Medica dropped a jig into the big fish’s wheelhouse around 6:15 a.m. She was in the boat shortly thereafter, then on her way to Buckeye Landing to be weighed, measured and become the first fish to qualify for the Toledo Bend Lunker Bass Program for the 2026-27 season.
The trip to Buckeye, it turns out, wasn’t the first one the big fish made.
She had been previously caught on Feb. 7 by Drake Wadsworth of Stonewall, La., during a Fishers of Men tournament. That day, she weighed 13.1 pounds, and that meant another couple of trips.
Breaching the 13-pound mark made Wadsworth’s big fish eligible for the Texas ShareLunker Program; she got a ride to a state fish hatchery in Athens, Texas, where she spawned under controlled conditions to produce fingerlings for future stocking back at Toledo Bend. Her reproductive duties complete, she was returned to Toledo Bend and released on May 25.
The right point
Medica and fishing buddy Travis Meche found her early Friday morning. They pulled up on a main-lake point near Slaughter Creek in 12 feet of water, dropped down the trolling motor and forward-facing sonar and immediately saw her and another bass lurking on what Medica called “a rough point.”

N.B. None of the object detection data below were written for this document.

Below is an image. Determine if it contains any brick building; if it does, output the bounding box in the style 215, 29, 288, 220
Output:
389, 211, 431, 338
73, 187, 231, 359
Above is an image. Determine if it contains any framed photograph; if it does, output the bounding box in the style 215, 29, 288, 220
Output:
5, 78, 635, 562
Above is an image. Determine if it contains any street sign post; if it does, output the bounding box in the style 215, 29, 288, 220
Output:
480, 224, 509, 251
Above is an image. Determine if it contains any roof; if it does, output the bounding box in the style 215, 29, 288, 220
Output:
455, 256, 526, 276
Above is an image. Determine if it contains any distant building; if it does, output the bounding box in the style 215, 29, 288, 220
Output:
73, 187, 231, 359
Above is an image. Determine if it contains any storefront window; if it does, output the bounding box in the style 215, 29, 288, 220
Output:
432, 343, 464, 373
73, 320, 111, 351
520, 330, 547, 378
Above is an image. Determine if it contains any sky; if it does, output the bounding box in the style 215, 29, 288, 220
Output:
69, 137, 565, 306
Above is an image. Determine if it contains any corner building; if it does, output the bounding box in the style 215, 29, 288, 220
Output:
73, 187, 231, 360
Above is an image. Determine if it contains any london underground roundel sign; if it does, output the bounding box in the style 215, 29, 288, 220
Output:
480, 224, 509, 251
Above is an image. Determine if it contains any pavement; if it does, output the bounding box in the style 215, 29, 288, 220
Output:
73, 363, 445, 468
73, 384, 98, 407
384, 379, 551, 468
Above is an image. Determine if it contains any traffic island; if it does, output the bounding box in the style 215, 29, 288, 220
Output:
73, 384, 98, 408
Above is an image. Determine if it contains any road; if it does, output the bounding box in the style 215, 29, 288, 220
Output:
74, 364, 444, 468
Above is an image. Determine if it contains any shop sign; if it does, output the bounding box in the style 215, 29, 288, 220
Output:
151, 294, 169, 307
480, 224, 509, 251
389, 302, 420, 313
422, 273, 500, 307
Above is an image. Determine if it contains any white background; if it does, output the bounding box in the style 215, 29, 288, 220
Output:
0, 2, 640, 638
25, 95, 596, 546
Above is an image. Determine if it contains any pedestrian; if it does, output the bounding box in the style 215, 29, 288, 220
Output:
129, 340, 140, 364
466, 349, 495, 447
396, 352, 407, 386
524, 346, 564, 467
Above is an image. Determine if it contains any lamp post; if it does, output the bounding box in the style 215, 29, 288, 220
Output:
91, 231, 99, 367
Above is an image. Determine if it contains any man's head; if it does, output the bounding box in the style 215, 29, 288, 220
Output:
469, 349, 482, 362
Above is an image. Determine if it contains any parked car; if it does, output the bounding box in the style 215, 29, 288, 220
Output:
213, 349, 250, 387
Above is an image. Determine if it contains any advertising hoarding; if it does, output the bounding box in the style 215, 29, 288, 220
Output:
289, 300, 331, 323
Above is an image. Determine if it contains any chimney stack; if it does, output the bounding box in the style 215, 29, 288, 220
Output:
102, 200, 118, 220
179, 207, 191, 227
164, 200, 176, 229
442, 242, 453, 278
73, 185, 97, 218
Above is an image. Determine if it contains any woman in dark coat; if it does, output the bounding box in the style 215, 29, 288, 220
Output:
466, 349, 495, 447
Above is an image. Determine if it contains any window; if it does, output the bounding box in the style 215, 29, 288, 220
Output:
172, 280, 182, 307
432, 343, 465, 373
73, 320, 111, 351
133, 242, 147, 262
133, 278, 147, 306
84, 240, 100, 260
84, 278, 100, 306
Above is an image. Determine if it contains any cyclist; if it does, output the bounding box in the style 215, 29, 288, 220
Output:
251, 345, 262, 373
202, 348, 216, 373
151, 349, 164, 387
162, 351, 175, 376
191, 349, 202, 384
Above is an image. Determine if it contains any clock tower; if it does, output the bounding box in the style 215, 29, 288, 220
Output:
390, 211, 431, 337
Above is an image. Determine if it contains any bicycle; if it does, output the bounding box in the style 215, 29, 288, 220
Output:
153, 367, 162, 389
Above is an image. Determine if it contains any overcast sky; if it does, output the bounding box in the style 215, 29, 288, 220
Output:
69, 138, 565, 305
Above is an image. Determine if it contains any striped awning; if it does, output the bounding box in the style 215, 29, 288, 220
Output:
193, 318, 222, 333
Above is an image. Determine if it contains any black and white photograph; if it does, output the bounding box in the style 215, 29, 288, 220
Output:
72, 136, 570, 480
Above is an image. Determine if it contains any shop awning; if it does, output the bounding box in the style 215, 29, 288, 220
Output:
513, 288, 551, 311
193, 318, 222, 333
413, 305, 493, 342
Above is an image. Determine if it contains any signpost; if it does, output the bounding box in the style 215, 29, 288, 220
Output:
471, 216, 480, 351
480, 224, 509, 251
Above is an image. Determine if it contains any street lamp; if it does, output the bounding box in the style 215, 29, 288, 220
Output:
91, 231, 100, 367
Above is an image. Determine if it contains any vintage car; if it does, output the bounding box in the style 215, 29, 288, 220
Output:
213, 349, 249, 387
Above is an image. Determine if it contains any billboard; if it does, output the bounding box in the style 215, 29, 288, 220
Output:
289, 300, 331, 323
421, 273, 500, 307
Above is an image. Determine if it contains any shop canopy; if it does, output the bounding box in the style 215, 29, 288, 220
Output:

“There are several points around there, and we pulled up on a point that we’d talked about fishing (Thursday) night,” Medica said. “He was running the trolling motor, going to the right. I said, ‘Whoa, back, back!’
“She was down there with a bigger one. She was directly under the trolling motor, and the other fish was behind her. I dropped a jig down on top of her. It sort of hit her in the tail, and she turned around and picked it up. I felt the thump.
“I hit her, and she hit me. I said, ‘Giant,’ as soon as I hit her, then I said, ‘That’s a 12,’” said Medica, who was fishing a green pumpkin jig with a holographic blue skirt on 20-pound Seaguar FC on an ABU Revo reel and a Lews rod passed down to him by his grandfather. “I had a hard time getting her off the bottom. I was reeling and reeling, not getting any line back. I knew it was a big one, and I just grinded on her and had her up next to the boat in about 30 seconds.
“When she came up she was on her side, and she swung her tail around and splashed water all over us. She soaked us. I missed her the first time she came by the boat, but the second time, I lipped her and got her in.”
A tagged lunker
Medica and Meche immediately noticed the tag the big fish had received back in February. On a set of digital scales in the boat, she weighed 12.46 pounds. The two fishermen put her in the livewell and headed immediately to Buckeye Landing, where the fish was weighed and measured again: 11.9 pounds, 26 ¼ inches long and 20 ¾ inches in girth – about 1 ¼ pounds less than she weighed in February when she was full of eggs. Finally, she was released back into Toledo Bend, earning Medica a free replica mount of his lunker.
“I remember putting my hand around her tail, and it was so thick,” said Medica, 18, who will join the Northwestern State University bass-fishing team in the fall.
There, he’ll run into Wadsworth, who is already on the fishing team there.